Kurt Vonnegut’s A Man Without a Country is a memoir comprised of the author’s greatest one-liners, the most memorable of which has a simple message: “The arts are not a way to make a living. They are a very human way of making life more bearable.”
That is why, before sitting down to write my last editorial for The Suss, I listened to Ornette Coleman’s 1959 classic The Shape of Jazz to Come. Jazz, especially free jazz has always given me energy, and perhaps because of the heavy subject matter often tackled in this column, or perhaps because of a reluctance to write my last editorial, I found myself scant of energy.
My mind walked with Charlie Haden’s basslines and I found myself writing an article that contained something I usually outlaw from anything I edit; a first person narrative. The free spirited nature of Coleman’s playing led to me let go and drop my self-imposed rules.
The spark felt while listening to music brought me back to Vonnegut, a literary hero of mine since I read Slaughterhouse Five at age 15. Vonnegut was a wise man, the kind of man that the world needs, and he certainly understood the importance of the arts.

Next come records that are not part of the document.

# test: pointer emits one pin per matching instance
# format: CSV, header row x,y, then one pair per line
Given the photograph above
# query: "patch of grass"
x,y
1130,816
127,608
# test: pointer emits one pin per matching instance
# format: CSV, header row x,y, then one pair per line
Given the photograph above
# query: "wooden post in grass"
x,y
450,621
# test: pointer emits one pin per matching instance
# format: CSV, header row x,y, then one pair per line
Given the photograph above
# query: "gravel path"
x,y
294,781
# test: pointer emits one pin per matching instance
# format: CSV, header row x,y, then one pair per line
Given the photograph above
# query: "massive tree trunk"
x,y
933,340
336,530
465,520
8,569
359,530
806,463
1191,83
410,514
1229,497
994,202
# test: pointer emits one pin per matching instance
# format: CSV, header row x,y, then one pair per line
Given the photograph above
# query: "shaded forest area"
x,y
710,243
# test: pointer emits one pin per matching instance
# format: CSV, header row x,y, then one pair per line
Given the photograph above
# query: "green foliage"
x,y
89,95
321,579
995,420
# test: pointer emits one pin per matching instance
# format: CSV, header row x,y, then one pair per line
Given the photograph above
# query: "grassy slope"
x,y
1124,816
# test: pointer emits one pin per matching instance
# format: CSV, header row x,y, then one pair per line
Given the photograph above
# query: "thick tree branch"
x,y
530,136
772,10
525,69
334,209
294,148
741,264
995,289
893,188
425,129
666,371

I read Slaughterhouse Five because, at 15-years-old, I was bored of life in rural Kilkenny and needed to escape into something; the time traveling escapades of Billy Pilgrim were perfect for me. It’s the same reason John Singleton’s Boyz n the Hood captivated me as a child: these views into other worlds made the boring life I led more bearable.
This space has often been used to point out what is wrong with the world of the arts and entertainment; that is not a source of regret. The counterproductive and ultimately pointless nature of awards season still rings true and we as a society still feel oddly comfortable handing our money over to entertainers and artists who have shown that they don’t deserve it.

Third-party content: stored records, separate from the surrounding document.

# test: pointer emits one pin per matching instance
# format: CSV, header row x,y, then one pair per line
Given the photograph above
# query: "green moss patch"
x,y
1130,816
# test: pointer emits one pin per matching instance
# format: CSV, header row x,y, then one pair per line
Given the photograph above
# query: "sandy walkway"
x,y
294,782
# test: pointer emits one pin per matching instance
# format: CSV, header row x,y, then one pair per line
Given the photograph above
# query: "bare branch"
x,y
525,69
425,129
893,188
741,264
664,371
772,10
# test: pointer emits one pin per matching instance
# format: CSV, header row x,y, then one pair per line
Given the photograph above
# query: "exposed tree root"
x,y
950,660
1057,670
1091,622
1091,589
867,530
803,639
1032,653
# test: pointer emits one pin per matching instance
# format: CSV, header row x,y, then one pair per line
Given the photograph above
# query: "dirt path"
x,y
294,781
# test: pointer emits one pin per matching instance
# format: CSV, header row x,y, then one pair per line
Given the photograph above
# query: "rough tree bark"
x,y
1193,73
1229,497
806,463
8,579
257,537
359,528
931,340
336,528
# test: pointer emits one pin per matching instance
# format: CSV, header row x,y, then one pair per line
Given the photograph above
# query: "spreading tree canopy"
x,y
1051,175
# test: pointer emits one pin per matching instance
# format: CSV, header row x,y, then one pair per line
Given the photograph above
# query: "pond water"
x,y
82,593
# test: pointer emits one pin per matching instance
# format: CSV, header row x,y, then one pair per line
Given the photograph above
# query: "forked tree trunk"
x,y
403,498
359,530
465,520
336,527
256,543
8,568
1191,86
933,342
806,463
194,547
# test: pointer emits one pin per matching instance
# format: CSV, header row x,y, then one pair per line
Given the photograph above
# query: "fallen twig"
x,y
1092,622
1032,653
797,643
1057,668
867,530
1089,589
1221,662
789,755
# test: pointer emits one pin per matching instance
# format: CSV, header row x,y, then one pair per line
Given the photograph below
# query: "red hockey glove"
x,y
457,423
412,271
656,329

If any regret does exist on my part, it is that perhaps this space hasn’t always reflected my love for everything artistic. Of course, I love the arts; I wouldn’t write about them or critique them so heavily if I didn’t care deeply about them.
Vonnegut was 100% right: a drive to work on a summer’s day is made more bearable if Chance the Rapper’s Acid Rap plays on your stereo, a walk home in the rain made better if you get to watch Annie Hall once you get home and a long flight around the world is better passed by reading Stoner.
Your examples may be different from mine, but the important thing is that you have examples. The arts are the greatest labour of love known to man. You or I could be the next Vonnegut. Don’t just appreciate, participate.
Like Vonnegut said: “To practice any art, no matter how well or badly, is a way to make your soul grow. So do it.”